Gelet op het feit dat u meent zich boven de wet te kunnen stellen door vigerende jurisprudentie, wetten, voorschriften, gedragsregels, uw ambtseed sanctieloos te ecarteren en schaamteloos terzijde te schuiven, tast u de geloofwaardigheid en integriteit aan van het beroep van gerechtsdeurwaarder. Met dit verwerpelijk gedrag worden wij nu al jarenlang geconfronteerd. Hiermee wordt het werkelijke karakter van uw gedragingen en handelwijze zichtbaar, alsmede die van uw collega’s. Dit wordt als volgt verwoord:
Uw kwaadaardigheid is mogelijk niet intrinsiek doch het voorzienbare gevolg van uw eigen intellectueel tekort door de belangen van uw beroepsgroep en uw opdrachtgevers voorop te stellen. Niettemin is dit officieuze fraude. In samenhang met de overige vermelde verzuimen en gebreken hebben uw beslissingen de formele karakteristieken van een criminele organisatie doordat u uw beweerdelijk afgelegde ambtseed willens en wetens schendt. Dit is in bijgevoegde publicatie onder Bijlage 1 verwoord en toegelicht waardoor formeel sprake is van meineed.
CONCLUSIE
- Het bewijs dat u een beëdigd gerechtsdeurwaarder bent ontbreekt, daar uw gedragingen en handelwijze geen enkele conformiteit vertonen met de verplichte ambtseed van een gerechtsdeurwaarder.

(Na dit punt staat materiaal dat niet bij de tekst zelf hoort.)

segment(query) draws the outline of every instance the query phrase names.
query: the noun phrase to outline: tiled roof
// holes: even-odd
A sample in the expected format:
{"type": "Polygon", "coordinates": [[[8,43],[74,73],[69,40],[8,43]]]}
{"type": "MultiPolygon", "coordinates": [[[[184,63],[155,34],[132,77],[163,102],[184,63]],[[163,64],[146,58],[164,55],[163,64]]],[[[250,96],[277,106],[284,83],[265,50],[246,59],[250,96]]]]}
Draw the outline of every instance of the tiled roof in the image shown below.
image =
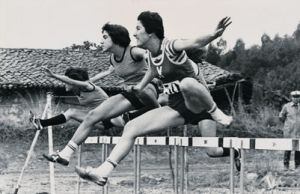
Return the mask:
{"type": "MultiPolygon", "coordinates": [[[[68,67],[85,67],[90,77],[107,69],[109,55],[96,51],[50,50],[50,49],[6,49],[0,48],[0,88],[57,88],[62,82],[47,77],[41,67],[48,67],[54,73],[64,74],[68,67]]],[[[204,63],[204,76],[217,85],[241,79],[214,65],[204,63]]],[[[121,81],[115,75],[101,79],[97,85],[116,87],[121,81]]]]}

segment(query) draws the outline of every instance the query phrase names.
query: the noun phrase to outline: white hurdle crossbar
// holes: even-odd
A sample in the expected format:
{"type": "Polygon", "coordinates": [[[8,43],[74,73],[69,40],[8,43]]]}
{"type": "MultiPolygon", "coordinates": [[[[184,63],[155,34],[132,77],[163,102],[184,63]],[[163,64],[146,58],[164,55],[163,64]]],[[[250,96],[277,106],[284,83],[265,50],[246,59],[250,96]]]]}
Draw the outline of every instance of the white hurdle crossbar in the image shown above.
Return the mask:
{"type": "MultiPolygon", "coordinates": [[[[117,144],[120,137],[111,136],[95,136],[88,137],[85,144],[117,144]]],[[[288,139],[288,138],[237,138],[237,137],[181,137],[181,136],[170,136],[170,137],[138,137],[135,140],[135,145],[159,145],[159,146],[174,146],[175,152],[177,153],[178,146],[180,147],[223,147],[230,148],[230,193],[234,193],[234,180],[233,180],[233,148],[241,150],[241,172],[240,172],[240,193],[244,193],[244,164],[245,164],[245,152],[244,150],[274,150],[274,151],[300,151],[300,139],[288,139]]],[[[140,150],[139,150],[140,151],[140,150]]],[[[140,153],[137,153],[140,154],[140,153]]],[[[177,155],[175,156],[177,157],[177,155]]],[[[136,157],[135,157],[136,159],[136,157]]],[[[175,158],[176,159],[176,158],[175,158]]],[[[138,159],[140,163],[140,158],[138,159]]],[[[135,161],[136,162],[136,161],[135,161]]],[[[177,160],[175,160],[176,169],[178,167],[177,160]]],[[[136,162],[137,164],[137,162],[136,162]]],[[[135,168],[137,165],[134,165],[135,168]]],[[[176,170],[175,169],[175,170],[176,170]]],[[[178,169],[177,169],[178,170],[178,169]]],[[[135,171],[135,191],[139,193],[140,185],[139,179],[140,168],[135,171]],[[137,176],[138,175],[138,176],[137,176]]],[[[175,172],[178,174],[178,171],[175,172]]],[[[178,177],[175,176],[175,193],[178,193],[178,177]]],[[[184,189],[181,189],[181,193],[184,189]]]]}

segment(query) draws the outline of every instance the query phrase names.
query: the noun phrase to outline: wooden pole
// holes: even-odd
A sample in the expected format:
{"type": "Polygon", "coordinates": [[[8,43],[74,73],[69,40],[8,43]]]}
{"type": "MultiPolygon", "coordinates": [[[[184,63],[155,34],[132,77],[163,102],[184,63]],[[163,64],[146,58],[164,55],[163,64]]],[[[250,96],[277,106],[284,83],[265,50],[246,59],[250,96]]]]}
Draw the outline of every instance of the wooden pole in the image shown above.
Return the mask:
{"type": "MultiPolygon", "coordinates": [[[[48,114],[47,117],[52,117],[52,93],[47,93],[47,104],[48,106],[48,114]]],[[[53,154],[53,133],[52,126],[48,126],[48,146],[49,153],[53,154]]],[[[54,180],[54,163],[49,162],[49,171],[50,171],[50,193],[55,194],[55,180],[54,180]]]]}

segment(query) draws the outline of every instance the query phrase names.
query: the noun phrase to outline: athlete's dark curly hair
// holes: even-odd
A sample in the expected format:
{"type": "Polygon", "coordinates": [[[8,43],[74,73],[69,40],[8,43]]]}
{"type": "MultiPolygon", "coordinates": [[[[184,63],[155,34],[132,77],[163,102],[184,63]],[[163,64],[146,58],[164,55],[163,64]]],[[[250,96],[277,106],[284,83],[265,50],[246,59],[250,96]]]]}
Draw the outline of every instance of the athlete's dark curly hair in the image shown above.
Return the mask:
{"type": "Polygon", "coordinates": [[[148,34],[154,33],[159,39],[164,39],[164,25],[161,16],[157,12],[144,11],[137,18],[144,26],[148,34]]]}
{"type": "Polygon", "coordinates": [[[69,67],[65,72],[65,76],[78,81],[89,80],[89,74],[87,70],[85,68],[80,67],[69,67]]]}
{"type": "Polygon", "coordinates": [[[130,44],[130,37],[128,30],[121,25],[106,23],[102,27],[102,32],[106,31],[113,43],[127,47],[130,44]]]}

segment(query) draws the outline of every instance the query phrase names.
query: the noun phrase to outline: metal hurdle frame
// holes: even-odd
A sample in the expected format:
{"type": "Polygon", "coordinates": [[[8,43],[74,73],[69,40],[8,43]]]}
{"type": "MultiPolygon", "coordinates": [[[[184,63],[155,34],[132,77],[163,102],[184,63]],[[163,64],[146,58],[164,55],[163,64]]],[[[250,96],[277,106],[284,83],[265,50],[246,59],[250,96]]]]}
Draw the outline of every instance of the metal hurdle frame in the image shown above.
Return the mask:
{"type": "MultiPolygon", "coordinates": [[[[109,136],[95,136],[88,137],[85,144],[116,144],[120,137],[109,137],[109,136]]],[[[184,170],[187,164],[186,149],[187,147],[223,147],[230,148],[230,193],[233,194],[234,186],[234,148],[240,149],[241,152],[241,171],[240,171],[240,183],[239,191],[244,193],[244,171],[245,171],[245,150],[274,150],[274,151],[299,151],[300,150],[300,139],[288,139],[288,138],[237,138],[237,137],[138,137],[135,141],[134,146],[134,193],[140,193],[140,146],[141,145],[160,145],[160,146],[174,146],[175,153],[175,188],[174,192],[179,193],[178,190],[178,148],[182,149],[181,152],[181,184],[180,193],[188,193],[187,173],[184,170]],[[184,168],[184,169],[183,169],[184,168]],[[184,175],[182,175],[182,173],[184,175]]]]}

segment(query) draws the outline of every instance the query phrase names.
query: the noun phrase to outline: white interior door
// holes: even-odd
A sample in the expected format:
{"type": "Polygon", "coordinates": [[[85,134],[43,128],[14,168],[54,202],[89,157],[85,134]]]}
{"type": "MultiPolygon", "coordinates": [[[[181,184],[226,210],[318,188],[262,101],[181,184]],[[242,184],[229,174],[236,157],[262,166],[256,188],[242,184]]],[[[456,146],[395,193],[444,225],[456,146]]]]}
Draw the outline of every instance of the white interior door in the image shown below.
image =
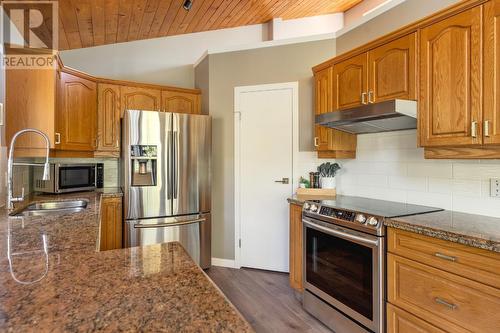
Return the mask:
{"type": "Polygon", "coordinates": [[[240,87],[235,93],[237,124],[239,120],[239,266],[288,272],[286,199],[294,189],[297,86],[292,83],[240,87]]]}

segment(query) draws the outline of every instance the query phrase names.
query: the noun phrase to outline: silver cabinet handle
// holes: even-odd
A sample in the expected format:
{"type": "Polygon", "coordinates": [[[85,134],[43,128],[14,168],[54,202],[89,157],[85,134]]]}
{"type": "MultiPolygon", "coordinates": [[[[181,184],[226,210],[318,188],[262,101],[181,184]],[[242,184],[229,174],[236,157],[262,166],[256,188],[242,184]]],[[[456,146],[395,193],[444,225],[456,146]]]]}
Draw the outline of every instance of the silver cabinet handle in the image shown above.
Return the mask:
{"type": "Polygon", "coordinates": [[[275,180],[275,183],[281,183],[281,184],[290,184],[290,179],[289,178],[283,178],[282,180],[275,180]]]}
{"type": "Polygon", "coordinates": [[[439,252],[434,253],[434,256],[438,257],[440,259],[448,260],[448,261],[453,261],[453,262],[457,261],[456,257],[447,256],[446,254],[442,254],[442,253],[439,253],[439,252]]]}
{"type": "Polygon", "coordinates": [[[368,103],[373,103],[373,91],[368,92],[368,103]]]}
{"type": "Polygon", "coordinates": [[[193,224],[193,223],[202,223],[205,222],[207,219],[206,218],[199,218],[199,219],[194,219],[194,220],[188,220],[188,221],[179,221],[179,222],[170,222],[170,223],[157,223],[157,224],[134,224],[134,228],[136,229],[148,229],[148,228],[164,228],[164,227],[177,227],[177,226],[182,226],[182,225],[187,225],[187,224],[193,224]]]}
{"type": "Polygon", "coordinates": [[[361,93],[361,104],[368,104],[368,103],[366,103],[366,93],[365,92],[361,93]]]}
{"type": "Polygon", "coordinates": [[[434,298],[434,301],[438,304],[446,306],[447,308],[450,308],[451,310],[455,310],[456,308],[458,308],[458,306],[456,306],[455,304],[446,302],[444,299],[440,297],[434,298]]]}
{"type": "Polygon", "coordinates": [[[490,121],[489,120],[484,121],[484,136],[485,137],[490,136],[490,121]]]}
{"type": "Polygon", "coordinates": [[[54,133],[55,137],[56,137],[56,142],[54,142],[56,145],[60,145],[61,144],[61,133],[54,133]]]}
{"type": "Polygon", "coordinates": [[[471,124],[471,135],[473,138],[477,138],[477,121],[473,121],[471,124]]]}
{"type": "Polygon", "coordinates": [[[314,138],[314,147],[319,147],[319,138],[317,136],[314,138]]]}

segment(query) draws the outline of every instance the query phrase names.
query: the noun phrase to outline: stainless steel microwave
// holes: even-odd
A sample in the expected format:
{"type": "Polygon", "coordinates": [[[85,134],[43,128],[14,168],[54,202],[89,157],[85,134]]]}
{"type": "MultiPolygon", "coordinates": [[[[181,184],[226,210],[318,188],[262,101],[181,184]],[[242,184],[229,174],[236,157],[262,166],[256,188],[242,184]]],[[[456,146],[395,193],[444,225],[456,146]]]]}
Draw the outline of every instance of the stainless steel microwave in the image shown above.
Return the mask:
{"type": "Polygon", "coordinates": [[[36,192],[68,193],[103,187],[104,166],[90,164],[50,164],[50,179],[42,180],[42,168],[34,170],[33,188],[36,192]]]}

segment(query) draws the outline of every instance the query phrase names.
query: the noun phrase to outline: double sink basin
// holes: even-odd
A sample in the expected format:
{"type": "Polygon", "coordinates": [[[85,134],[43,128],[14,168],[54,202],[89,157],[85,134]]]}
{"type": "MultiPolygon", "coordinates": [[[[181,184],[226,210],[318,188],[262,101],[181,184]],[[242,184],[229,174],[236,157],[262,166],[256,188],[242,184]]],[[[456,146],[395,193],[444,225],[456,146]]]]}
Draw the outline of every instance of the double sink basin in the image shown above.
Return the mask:
{"type": "Polygon", "coordinates": [[[87,200],[36,202],[13,212],[13,216],[47,216],[78,213],[87,208],[87,200]]]}

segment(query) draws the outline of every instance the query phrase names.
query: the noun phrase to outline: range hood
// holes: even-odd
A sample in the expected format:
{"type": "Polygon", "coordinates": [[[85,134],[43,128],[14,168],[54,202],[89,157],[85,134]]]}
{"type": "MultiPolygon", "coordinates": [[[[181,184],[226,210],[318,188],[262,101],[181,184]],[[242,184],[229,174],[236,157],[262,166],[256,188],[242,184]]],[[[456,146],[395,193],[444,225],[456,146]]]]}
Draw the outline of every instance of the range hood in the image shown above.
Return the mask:
{"type": "Polygon", "coordinates": [[[394,99],[316,116],[316,124],[352,134],[417,128],[417,102],[394,99]]]}

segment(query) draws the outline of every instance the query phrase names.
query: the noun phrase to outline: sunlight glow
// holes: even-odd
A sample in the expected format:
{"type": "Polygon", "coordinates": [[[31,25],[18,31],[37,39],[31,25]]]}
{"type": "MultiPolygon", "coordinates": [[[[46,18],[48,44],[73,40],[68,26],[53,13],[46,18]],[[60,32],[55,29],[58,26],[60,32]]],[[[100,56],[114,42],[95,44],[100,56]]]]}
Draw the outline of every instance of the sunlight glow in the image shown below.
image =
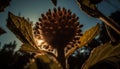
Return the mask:
{"type": "MultiPolygon", "coordinates": [[[[48,48],[46,48],[48,46],[48,44],[43,39],[36,38],[35,41],[40,50],[48,51],[48,52],[53,53],[55,56],[58,56],[56,49],[52,49],[50,46],[48,48]]],[[[43,54],[41,54],[41,55],[43,55],[43,54]]]]}
{"type": "Polygon", "coordinates": [[[40,39],[38,40],[38,39],[37,39],[37,45],[38,45],[38,46],[42,45],[43,42],[44,42],[44,40],[40,40],[40,39]]]}

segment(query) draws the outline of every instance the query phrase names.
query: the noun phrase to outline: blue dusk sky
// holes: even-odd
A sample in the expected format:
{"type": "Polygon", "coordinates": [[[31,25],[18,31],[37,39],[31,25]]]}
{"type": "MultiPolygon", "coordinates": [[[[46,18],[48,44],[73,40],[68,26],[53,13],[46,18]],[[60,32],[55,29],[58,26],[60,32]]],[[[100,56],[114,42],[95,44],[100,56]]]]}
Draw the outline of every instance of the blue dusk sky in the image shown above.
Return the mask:
{"type": "MultiPolygon", "coordinates": [[[[79,17],[79,22],[84,25],[82,28],[83,32],[90,27],[95,26],[96,23],[101,23],[99,19],[90,17],[81,11],[76,0],[58,0],[57,6],[54,6],[50,0],[11,0],[10,6],[5,8],[4,12],[0,13],[0,27],[7,32],[0,36],[1,45],[15,40],[18,45],[17,49],[19,49],[22,44],[6,27],[6,19],[8,18],[7,16],[9,11],[15,15],[19,15],[19,13],[21,13],[21,17],[25,17],[26,19],[29,18],[30,21],[35,24],[38,22],[38,18],[41,17],[41,13],[46,13],[48,9],[58,6],[70,9],[79,17]]],[[[120,10],[120,2],[119,0],[103,0],[103,2],[97,5],[97,7],[103,14],[109,16],[112,12],[120,10]]]]}

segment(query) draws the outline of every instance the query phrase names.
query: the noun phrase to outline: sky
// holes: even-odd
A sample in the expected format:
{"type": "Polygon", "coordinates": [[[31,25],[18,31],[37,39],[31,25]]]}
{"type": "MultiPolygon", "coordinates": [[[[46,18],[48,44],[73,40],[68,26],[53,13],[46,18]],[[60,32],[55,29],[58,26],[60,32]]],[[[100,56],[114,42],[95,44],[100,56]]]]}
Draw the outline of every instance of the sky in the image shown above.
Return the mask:
{"type": "MultiPolygon", "coordinates": [[[[77,5],[76,0],[58,0],[57,6],[54,6],[50,0],[12,0],[10,6],[8,6],[4,12],[0,13],[0,27],[2,27],[7,33],[0,36],[1,45],[14,40],[17,42],[17,49],[21,46],[21,42],[15,37],[15,35],[6,27],[6,20],[8,12],[12,12],[15,15],[21,15],[21,17],[29,18],[34,24],[38,22],[38,18],[42,13],[46,13],[48,9],[54,7],[65,7],[70,9],[79,17],[79,22],[84,25],[83,32],[96,23],[101,23],[97,18],[86,15],[77,5]]],[[[119,0],[103,0],[97,5],[98,9],[106,16],[109,16],[112,12],[120,10],[119,0]],[[109,4],[107,1],[111,2],[109,4]]]]}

- Mensenrechten zijn geschonden door onmenselijk handelen, het gebruik van geheime side letters, het niet beantwoorden van vragen van mr. J.M.R. Vlaar en overige onregelmatigheden in de afgelopen jaren. Art. 3 EVRM wordt en is met voeten getreden.
- Onbetwistbaar staat vast dat sprake is van Processuele nietigheid op grond van schendingen van vormvoorschriften van openbare orde met de sanctie van nietigheid bedreigd.
- Elementen uit het procesrecht op straffe van nietigheid, met name de artikelen 430 lid 3 en 439 lid 3 Rv alsmede artt. 502 tot en met 505 Rv e.v. uit het executierecht, zijn over de afgelopen jaren consistent door u terzijde geschoven. Zowel uw geloofwaardigheid alsmede uw integriteit eindigen door deze handelwijze op de vuilnisbelt.
- Uitsluitend belangenbehartiging van de groep en het debiteren van onjuistheden en pertinente leugens, kennelijk met behulp van semantische acrobatiek ten koste van rechtens te respecteren belangen van verzoekers /klagers, zijn voor u kennelijk dagelijkse praktijk.
- Tot slot: “Quo vadis wereld, Quo vadis Nederland, Quo vadis Nederlandse rechtspraak, quo vadis tuchtrechtspraak? Dit is verwoord in Bijlage 4.
SOMMATIE
Op grond van bovenvermeld feitencomplex dienen de executoriaal derdenbeslagen bij het ABP en het Kadaster onverwijld te worden opgeheven.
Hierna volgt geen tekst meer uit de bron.